Media contact

Dan Wheelahan
UNSW Media Office
02 9385 1933 or 0435 930 465

The confronting work of NSW’s emergency services can lead front-line workers and volunteers to experience severe mental distress. Now a new strategy is taking powerful steps to protect and support our first responders.

The Mental Health and Wellbeing Strategy for First Responder Organisations in NSW, launched today by the NSW Premier Mike Baird, will guide first responder agencies in their efforts to protect and promote the mental well-being of their members.

One in 10 emergency workers is estimated to be living with post traumatic stress disorder.

The strategy is a collaboration between UNSW, the Black Dog Institute, the NSW Mental Health Commission and the state’s emergency service agencies. NSW is the first state in Australia to work with first responder agencies to develop a shared mental health and wellbeing strategy.

Lead author UNSW Associate Professor Sam Harvey said the strategy emphasises mental health promotion, prevention and intervention.

“We know that first responders are regularly exposed to different types of trauma, from witnessing distressing events to having their own lives placed in danger, and for many this comes at a significant cost to their own well-being,” said Harvey, who is based at the Black Dog Institute.

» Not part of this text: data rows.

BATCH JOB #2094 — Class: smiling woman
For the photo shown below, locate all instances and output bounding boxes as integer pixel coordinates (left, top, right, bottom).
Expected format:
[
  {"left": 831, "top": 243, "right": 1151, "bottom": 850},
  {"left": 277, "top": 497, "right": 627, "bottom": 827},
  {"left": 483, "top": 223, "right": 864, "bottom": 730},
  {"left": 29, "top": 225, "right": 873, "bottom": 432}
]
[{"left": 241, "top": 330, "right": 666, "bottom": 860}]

“This strategy is built around the evidence on what is most likely to keep our emergency workers well, from the time they join a first responder organisation through to their retirement, and how to ensure they get the best quality care and have leaders that are supportive if required.

“Given the debt that society owes these workers, it is imperative they receive the best possible care and support to enable them to continue in their chosen workforce.”

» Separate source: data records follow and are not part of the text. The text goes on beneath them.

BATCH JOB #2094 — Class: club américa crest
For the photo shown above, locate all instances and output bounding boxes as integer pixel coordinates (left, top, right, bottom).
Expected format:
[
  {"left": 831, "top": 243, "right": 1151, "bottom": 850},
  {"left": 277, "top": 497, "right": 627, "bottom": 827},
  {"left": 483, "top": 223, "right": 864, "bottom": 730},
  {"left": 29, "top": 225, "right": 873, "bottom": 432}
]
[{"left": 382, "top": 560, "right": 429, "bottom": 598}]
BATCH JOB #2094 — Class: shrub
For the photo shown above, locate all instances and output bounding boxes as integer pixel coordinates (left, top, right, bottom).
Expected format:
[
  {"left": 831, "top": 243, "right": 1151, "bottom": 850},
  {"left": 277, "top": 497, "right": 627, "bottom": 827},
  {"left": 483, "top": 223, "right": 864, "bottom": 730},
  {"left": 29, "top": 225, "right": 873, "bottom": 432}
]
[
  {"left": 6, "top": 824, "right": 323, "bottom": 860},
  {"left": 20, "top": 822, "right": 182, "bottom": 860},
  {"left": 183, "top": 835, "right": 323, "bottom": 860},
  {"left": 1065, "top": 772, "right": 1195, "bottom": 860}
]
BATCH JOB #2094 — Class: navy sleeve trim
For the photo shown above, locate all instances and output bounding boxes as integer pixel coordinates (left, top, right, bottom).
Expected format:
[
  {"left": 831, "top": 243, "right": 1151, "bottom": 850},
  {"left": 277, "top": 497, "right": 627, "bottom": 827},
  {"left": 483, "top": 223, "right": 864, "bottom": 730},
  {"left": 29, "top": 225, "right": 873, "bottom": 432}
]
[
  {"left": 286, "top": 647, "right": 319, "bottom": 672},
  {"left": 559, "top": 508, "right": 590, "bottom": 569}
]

NSW Mental Health Commissioner John Feneley said cooperation between five agencies – Fire & Rescue NSW, NSW Police Force, NSW Ambulance, NSW State Emergency Service and NSW Rural Fire Service – demonstrated their commitment to improving mental health and wellbeing among their ranks.

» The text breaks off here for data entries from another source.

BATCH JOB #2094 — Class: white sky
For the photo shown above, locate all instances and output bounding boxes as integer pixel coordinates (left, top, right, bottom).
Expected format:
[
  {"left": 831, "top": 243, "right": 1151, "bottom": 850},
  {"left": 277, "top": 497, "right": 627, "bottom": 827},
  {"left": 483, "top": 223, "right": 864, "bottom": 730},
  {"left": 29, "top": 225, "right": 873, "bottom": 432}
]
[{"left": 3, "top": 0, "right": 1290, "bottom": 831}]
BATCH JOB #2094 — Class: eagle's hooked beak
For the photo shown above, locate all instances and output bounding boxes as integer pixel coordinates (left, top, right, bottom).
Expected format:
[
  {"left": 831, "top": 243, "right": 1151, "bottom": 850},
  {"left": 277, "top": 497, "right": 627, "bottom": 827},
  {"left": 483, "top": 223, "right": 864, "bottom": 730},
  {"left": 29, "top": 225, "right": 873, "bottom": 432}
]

“Historically, a culture of ‘she’ll be right, mate’ meant that first responders were suffering in silence, often resulting in them leaving work prematurely rather than receiving support and assistance. But that culture has been undergoing significant change in recent years,” Mr Feneley said.

“New South Wales now leads the way in delivering evidence-based strategies to care for and support those who put themselves in danger to protect us.”

The NSW Government also announced today its ongoing support of the UNSW/Black Dog Institute Workplace Mental Health Research Program, with a further commitment of $1.5 million over the next three years.